Migration/République dominicaine

Fin du PNRE sur fond d’inquiétude pour les migrants haïtiens en situation irrégulière

Le Plan national de régularisation des étrangers (PNRE) en République dominicaine est arrivé à expiration le dimanche 26 août 2018 à minuit. Selon les responsables, plus de 202 000 étrangers qui se sont inscrits au PNRE correspondent à un total de 116 nationalités, avec 282 536 demandes de régularisation émanant des immigrants haïtiens, ce qui équivaut à 97,8% du total enregistré.

Publié le 2018-08-27 | lenouvelliste.com

Démarré officiellement le 2 juin 2014, le Plan national de régularisation des étrangers résidant en République dominicaine de manière irrégulière a, selon un haut responsable dominicain, dépassé toutes les attentes en permettant à 202 292 étrangers, sur un total de 252 000, de se présenter pour se faire régulariser dans l’un des 16 bureaux répartis à l’échelle nationale. Ivanca Rivas, coordinatrice nationale du PNRE, citée par plusieurs médias de son pays, a informé que 97,8% des candidats à la régularisation sont de nationalité haïtienne tandis que les 2,2% restants proviennent de 115 pays.

Demandes de résidence, renouvellement de résidence, résidence pour investisseurs, séjour ou prolongement de séjour, certification et permis de travail temporaires constituent, entre autres, les principales demandes adressées par les étrangers désireux de régulariser leur statut en territoire dominicain. Ces étrangers, qui sont surtout de nationalité haïtienne, américaine, italienne, espagnole, vénézuélienne et chinoise, ont opté dans leur grande majorité, plus de 200 000, pour la catégorie de non-résidents.

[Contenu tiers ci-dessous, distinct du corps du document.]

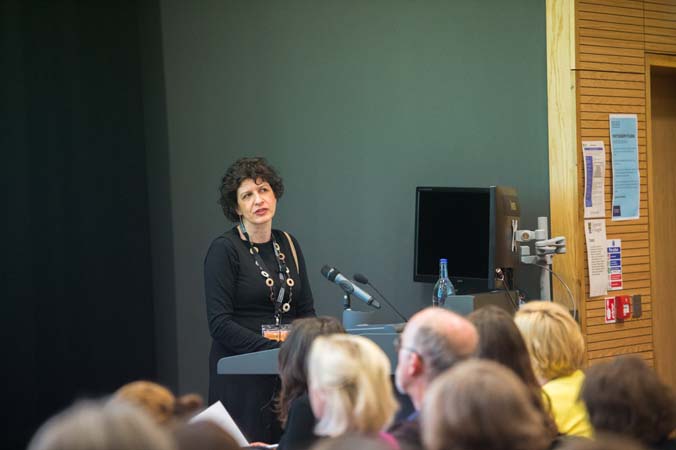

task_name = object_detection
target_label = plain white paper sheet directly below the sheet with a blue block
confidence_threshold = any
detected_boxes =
[584,219,608,297]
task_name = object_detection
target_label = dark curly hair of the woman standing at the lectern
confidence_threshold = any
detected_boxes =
[218,157,284,222]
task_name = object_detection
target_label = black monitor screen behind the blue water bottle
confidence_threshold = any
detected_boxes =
[413,187,495,294]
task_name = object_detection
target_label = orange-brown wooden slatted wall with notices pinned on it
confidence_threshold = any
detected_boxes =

La première phase du plan s'étendait sur une période de 18 mois, entre 2013 et 2015, atteignant un total de 288 467 étrangers enregistrés durant cet intervalle. Une résolution a prolongé la validité des documents du PNRE, octroyant une délai d'un an, allant du 26 août 2017 au 26 août 2018, aux étrangers pour qu’ils aient le temps de soumettre leur demande de renouvellement ou de changement de catégorie et de sous-catégorie migratoires par-devant la Direction nationale des migrations. Ce délai comprend également les personnes dont les documents du PNRE expireront après la date du 26 août 2018.

Par ailleurs, au moment de la clôture de la dernière étape du Plan national de régularisation des étrangers, le Conseil national pour la migration et les réfugiés en République dominicaine a tenu une conférence de presse au cours de laquelle il a demandé, si possible, une prorogation de trois mois aux autorités dominicaines pour permettre aux sans-papiers, qui n’ont pas encore réussi à le faire, d’achever leur processus de régularisation. Cette organisation de la société civile dominicaine s’est montrée préoccupée par les mesures que l’administration du président Danilo Medina mettra en œuvre pour assurer la viabilité du PNRE et pour empêcher que les immigrants qui ont été régularisés ne retombent dans l'irrégularité.

Deux semaines environ avant la date butoir du 26 août, la Commission de concertation haïtiano-dominicaine et le Groupe d’appui aux rapatriés et réfugiés (GARR) ont également fait part de leurs préoccupations concernant l’échéance du deuxième moratoire accordé aux migrants haïtiens au PNRE. À en croire les responsables de ces deux organisations, l’expiration des cartes de régularisation fournies aux migrants haïtiens, les défaillances en termes de communication et de sensibilisation des intéressés et les déficiences de l’État haïtien à fournir les documents nécessaires sont autant de facteurs qui maintiennent des milliers de compatriotes en situation irrégulière dans l’incertitude à la fin du PNRE. ces derniers encourent donc une éventuelle déportation. Selon eux, il serait de bon ton que le gouvernement dominicain sursoie à toutes les déportations en attendant l’installation d’un nouveau gouvernement en Haïti.

Le rapport préliminaire de la deuxième Enquête nationale auprès des immigrants (ENI-2017), rendu public le lundi 16 avril 2018, établit que sur les 207 654 demandes acceptées, dans le cadre du PNRE, 196 124 provenaient des immigrants haïtiens alors que sur les 12 782 cas rejetés, 9 838 émanaient d’immigrants nés en Haïti et 2 944 de descendants de parents haïtiens.